Pero qué voy a hacerle. Amar es renunciar,
así que quédate.
Porque tú eres el sitio hacia el que a veces
vuela mi pensamiento.

jueves, 4 de junio de 2015

Toda la historia


Yo no llegué desnuda, traje sobre los hombros
un vestido de tiempo que moví entre su espacio
y que bailaba a veces con mi propia alegría,
alborotado y fiel como un día de boda
encontrado de nuevo entre los calendarios
de antes y de siempre.
Porque cada persona lleva toda la historia
y a la vez la ha olvidado,
y la memoria es
vestido y piel privada,
libro que fue y espera
y páginas en blanco para todos.

martes, 2 de junio de 2015

La tristeza de los apátridas

Los apátridas sueñan con exilios,
se inventan los recuerdos y los ritos,
beben solos.
No saben el color de su bandera
pero a veces,
cuando en el viento vuela un sujetador blanco,
recuerdan con la firmeza de un mástil
el antiguo dolor.
                               Y un hambre nueva.



miércoles, 28 de enero de 2015

Por atrapar el mundo

Por atrapar tu mundo
aprendí muchos nombres.
En ellos se escondía mi amor y la ternura
que se abalanza a veces sobre mí.
Saboreé los nombres, los tocaba
-no basta con nombrar, la sed parece hambre-,
leía sobre ellos, les hacía peinados
como a muñecas rotas, los guardaba conmigo.
Aún los recuerdo hoy.
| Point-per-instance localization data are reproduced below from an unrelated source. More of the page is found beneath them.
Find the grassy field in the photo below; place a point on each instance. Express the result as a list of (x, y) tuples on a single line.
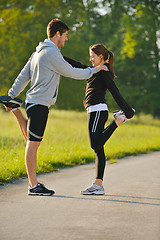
[(66, 142)]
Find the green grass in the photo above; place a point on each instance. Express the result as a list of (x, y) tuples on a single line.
[(66, 142)]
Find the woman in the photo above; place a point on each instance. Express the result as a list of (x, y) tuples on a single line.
[(97, 110)]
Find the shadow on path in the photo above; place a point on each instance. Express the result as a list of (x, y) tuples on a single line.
[(91, 198)]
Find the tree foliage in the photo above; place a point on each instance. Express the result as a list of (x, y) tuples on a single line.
[(128, 28)]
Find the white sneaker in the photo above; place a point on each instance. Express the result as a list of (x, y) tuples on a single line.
[(93, 190), (120, 114)]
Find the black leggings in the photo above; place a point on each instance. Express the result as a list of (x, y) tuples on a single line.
[(98, 136)]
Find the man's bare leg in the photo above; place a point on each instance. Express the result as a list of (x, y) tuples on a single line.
[(22, 121), (31, 161)]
Luego me hice
más mayor y más triste, más discreta.
Seguí pensando en ti tan en silencio
que a veces ni yo misma lo sabía. 


domingo, 25 de enero de 2015

Que no se pierda...


La crisis acaba golpeando incluso las campanas más duraderas para hacernos oír su sonido de alerta. Malos tiempos para la lírica. La Asociación Aragonesa de Escritores organizó ayer una edición especial del Ciclo Poesía para perdidos en estos momentos en los que el mítico local zaragozano, La campana de los Perdidos, está atravesando dificultades. No podía dejar de participar. Allí leí un poema por primera vez, antes de publicar mi primer libro.  Allí he escuchado a otros. En pocos sitios se cuida más la música, el sonido y el ambiente. Sería una tristeza más que todo esto se perdiera. 

La noche de ayer resultó perfecta. Por la compañía, por la causa, por volver a encontrarme con personas de las que los enredos de la vida cotidiana y mi pereza me separan más de lo que deberían. Y también por volver a leer algunos de mis poemas junto a los de otros en un lugar tan mágico. No tengo archivo sonoro de ayer, pero he recuperado otro grabado en la Campana hace un par de años. La voz en directo, las distorsiones, los nervios, las absurdas prisas... incluso los errores. Y sin embargo, a pesar de la curiosa exposición que supone leer tus propios poemas en público, a pesar de lo frío que resulta oírlo desde fuera y desde lejos... Wish you were here.